On January 4, 1885 Elias's brother Joseph receives a letter postmarked Dundee with the initials "K.K.K" and instructions to leave papers on the sundial. Despite his son's urging, Joseph Openshaw refuses to call the police. Three days later, Joseph Openshaw is found dead in a chalk-pit. The only clue John Openshaw can furnish Holmes is a page from his Uncle's diary marked March 1869 in which pips have been sent to three men, of whom two flee and the third has been "visted".
Holmes advises Openshaw to leave the diary page with a note telling of the destruction of the Colonel's papers on the garden sundial. After Openshaw leaves, Holmes deduces that from the time between the letter mailings and the deaths of Elias and his brother that the writer is on a sailing ship.
Holmes also recognizes the "K.K.K" as Ku Klux Klan, an anti-Reconstruction group in the South until its sudden collapse in March 1869 -- and theorizes that this collapse was the result of the Colonel's taking their papers.
The next day there is a newspaper account that the body of Openshaw has been found in the Thames River and believed to be an accident. Holmes checks sailing records of ships who were at both - Pondicherry in January/February 1883 and at Dundee in January 1885 and recognizes a Georgia bark named Lone Star--named after Texas, a Confederate State. Furthermore Holmes confirms that the Lone Star had docked in London a week before.
Holmes then sends five orange pips to the captain of the Lone Star and has the police send a cable to Savannah that the Captain and two mates are wanted for murder. The Lone Star never arrives in Savannah; there are severe gales that year and the only trace of the bark is a signpost marked "L.S." sighted in the waves.
The story is clearly one of Holmes' manifest failures. As he berates himself, he had failed to protect his client, letting him go out to his death in the rainy London night - and though Holmes eventually solved the mystery, there were no practical consequences since the bark would have drowned anyway. Likewise a plot hole is what proof Holmes can show a jury that the Captain and his mates have committed three murders?

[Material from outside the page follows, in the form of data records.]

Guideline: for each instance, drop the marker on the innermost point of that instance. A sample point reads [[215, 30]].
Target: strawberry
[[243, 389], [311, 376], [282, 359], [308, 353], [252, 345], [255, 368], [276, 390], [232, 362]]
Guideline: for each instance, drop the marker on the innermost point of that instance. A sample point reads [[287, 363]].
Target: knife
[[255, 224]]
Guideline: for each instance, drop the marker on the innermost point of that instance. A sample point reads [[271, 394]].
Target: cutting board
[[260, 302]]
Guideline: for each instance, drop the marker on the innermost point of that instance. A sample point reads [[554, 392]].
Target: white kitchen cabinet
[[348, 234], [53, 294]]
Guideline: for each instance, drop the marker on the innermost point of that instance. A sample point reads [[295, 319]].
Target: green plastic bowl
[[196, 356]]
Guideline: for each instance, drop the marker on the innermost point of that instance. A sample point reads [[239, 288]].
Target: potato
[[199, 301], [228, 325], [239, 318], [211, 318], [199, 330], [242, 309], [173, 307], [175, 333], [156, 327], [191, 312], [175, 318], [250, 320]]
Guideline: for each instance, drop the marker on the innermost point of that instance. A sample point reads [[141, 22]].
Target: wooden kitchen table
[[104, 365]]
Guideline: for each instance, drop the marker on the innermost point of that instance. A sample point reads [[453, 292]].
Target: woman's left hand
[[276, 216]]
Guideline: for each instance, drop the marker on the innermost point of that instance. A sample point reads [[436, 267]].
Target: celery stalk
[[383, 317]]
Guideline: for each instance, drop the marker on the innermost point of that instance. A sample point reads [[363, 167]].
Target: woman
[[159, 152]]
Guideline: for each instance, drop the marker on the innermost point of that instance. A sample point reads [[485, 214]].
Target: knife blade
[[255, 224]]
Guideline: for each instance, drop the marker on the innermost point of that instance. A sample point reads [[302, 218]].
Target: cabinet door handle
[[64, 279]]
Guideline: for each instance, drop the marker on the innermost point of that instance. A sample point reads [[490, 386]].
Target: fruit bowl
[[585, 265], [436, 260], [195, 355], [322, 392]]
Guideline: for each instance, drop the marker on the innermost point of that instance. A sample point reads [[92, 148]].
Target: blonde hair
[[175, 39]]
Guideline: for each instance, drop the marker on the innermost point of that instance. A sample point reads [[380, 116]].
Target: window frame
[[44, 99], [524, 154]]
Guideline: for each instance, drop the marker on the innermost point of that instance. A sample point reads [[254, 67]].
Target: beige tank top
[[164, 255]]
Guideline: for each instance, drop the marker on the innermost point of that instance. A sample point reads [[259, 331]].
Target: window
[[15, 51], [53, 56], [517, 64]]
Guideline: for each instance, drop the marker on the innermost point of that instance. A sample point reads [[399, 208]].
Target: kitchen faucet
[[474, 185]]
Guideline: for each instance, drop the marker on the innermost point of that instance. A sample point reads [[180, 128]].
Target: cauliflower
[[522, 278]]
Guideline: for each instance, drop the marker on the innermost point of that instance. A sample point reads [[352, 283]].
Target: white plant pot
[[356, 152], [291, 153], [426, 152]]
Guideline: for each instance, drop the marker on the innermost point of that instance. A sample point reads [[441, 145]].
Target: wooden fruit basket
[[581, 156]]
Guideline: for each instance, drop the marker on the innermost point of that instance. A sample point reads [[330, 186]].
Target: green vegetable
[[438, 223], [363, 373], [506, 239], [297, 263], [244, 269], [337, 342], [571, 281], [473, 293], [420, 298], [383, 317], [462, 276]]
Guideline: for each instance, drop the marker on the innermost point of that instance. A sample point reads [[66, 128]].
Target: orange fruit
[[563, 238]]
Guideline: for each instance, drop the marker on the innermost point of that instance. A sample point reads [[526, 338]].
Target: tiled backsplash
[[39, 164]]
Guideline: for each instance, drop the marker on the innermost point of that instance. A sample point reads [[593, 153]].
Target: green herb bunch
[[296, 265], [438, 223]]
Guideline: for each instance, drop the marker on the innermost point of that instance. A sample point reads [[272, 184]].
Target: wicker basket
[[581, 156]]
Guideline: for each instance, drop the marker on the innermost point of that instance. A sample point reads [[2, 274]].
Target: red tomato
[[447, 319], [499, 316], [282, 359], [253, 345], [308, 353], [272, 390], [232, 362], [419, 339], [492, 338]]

In "The Five Orange Pips", Holmes mentions that he has been beaten four times, three times by a man and once by a woman. Since "The Five Orange Pips" is set in September 1887, before "A Scandal in Bohemia", which is set in March 1888, the woman Holmes mentions who beat him cannot be Irene Adler if the chronology is correct. However, most Holmes fans consider this to be a chronological error on Doyle's part, as "The Five Orange Pips" was published after "A Scandal in Bohemia". Doyle had made clear chronological mistakes in other Holmes stories, and no other woman is mentioned to ever be held in the same regard by Holmes or to have beaten Holmes. Also, in "A Case of Identity", Watson mentions that Adler is the only person he has ever known to have beaten Holmes. For these reasons, most Doyle fans believe Adler to be the woman mentioned in "The Five Orange Pips".
In fact, at the time, the Ku Klux Klan was already decisively broken by the U.S. authorities, with its revival in 1915 still long in the future - and even at its peak, it never had the ability to strike so far away from the U.S. South.